Cominciano in questo contesto lunghe e difficili trattative su chi dovrà farsi carico di portare avanti il divorzio, previsto dall’articolo 50 del trattato di Lisbona, tra la Gran Bretagna e l’Unione Europea. Il trattato di Lisbona prevede inoltre che i trattati cessino di applicarsi allo Stato in questione dalla data di entrata in vigore dell’accordo di ritiro o, altrimenti, due anni dopo la notifica di cui al paragrafo 2…ecc ecc

Theresa May, fin dall’inizio ha detto di voler seguire l’articolo 50 del trattato di Lisbona e pensava di poterlo fare sulla base delle sue sole intenzioni politiche, come ha ribadito il 17 gennaio: “Non voglio dire che cercheremo qualche forma di illimitato stato di transizione che ci congelerebbe in un purgatorio politico. Questo non sarebbe positivo né per la Gran Bretagna né per l’Unione europea. Invece io voglio che arriviamo con un accordo di partenariato al momento della conclusione della procedura prevista dall’articolo 50” – ha detto May.

Brexit, la corte suprema impone a May di consultare il parlamento
Ma poi si è espressa la corte suprema che ha imposto a May il coinvolgimento del parlamento. La tabella di marcia, che prevede l’avvio di Brexit entro marzo, non dovrebbe rallentarsi; il passaggio nelle aule è inevitabile; secondo la corte, infatti, sarebbe incostituzionale uscire dall’Unione Europea senza l’approvazione di una legge a Westminster. Il voto dovrebbe essere una formalità. L’opposizione laburista non lascia spazio a dubbi: “Supporteremo l’attivazione dell’articolo 50 del trattato di Lisbona. che si chiaro, molto chiaro. Questo è il risultato di un referendum e dobbiamo rispettarlo” – dice il leader Jeremy Corbyn.

Andrà tutto liscio? Non è detto perché potrebbero essere anche 100 i laburisti che non seguiranno le indicazioni di Corbyn. Inoltre la corte suprema ha stabilito che non servirà l’approvazione dei parlamenti regionali di Scozia, Galles e Irlanda del Nord, il cui parere non è giuridicamente vincolante ma richiesto per convenzione.

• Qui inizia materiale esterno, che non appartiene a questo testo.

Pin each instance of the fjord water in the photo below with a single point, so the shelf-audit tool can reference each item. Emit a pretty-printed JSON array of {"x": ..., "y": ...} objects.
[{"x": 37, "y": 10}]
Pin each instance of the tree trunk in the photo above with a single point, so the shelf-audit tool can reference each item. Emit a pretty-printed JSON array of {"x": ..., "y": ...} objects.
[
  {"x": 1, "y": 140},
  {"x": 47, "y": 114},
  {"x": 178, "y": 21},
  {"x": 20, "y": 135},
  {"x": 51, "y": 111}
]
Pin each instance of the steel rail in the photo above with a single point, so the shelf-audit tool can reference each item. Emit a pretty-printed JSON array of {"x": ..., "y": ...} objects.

Kathleen Brook, director of Research – City index – spiega: “Che la suprema corte non abbia citato la Sewel convention, cioè non abbia ritenuto opportuno consultare i parlamenti regionali di Irlanda del Nord, Galles e Scozia, potrebbe creare alcuni problemi, in particolare con gli scozzesi. E forse sono stati piantati i presupposti per un secondo potenziale referendum sull’indipendenza: quella della Scozia”.

Gli scozzesi, dunque, potrebbero riprovarci. Anche se nel 2014, quando votarono per la loro indipendenza, il 55 % scelse il no alla fine rimasero nel Regno Unito.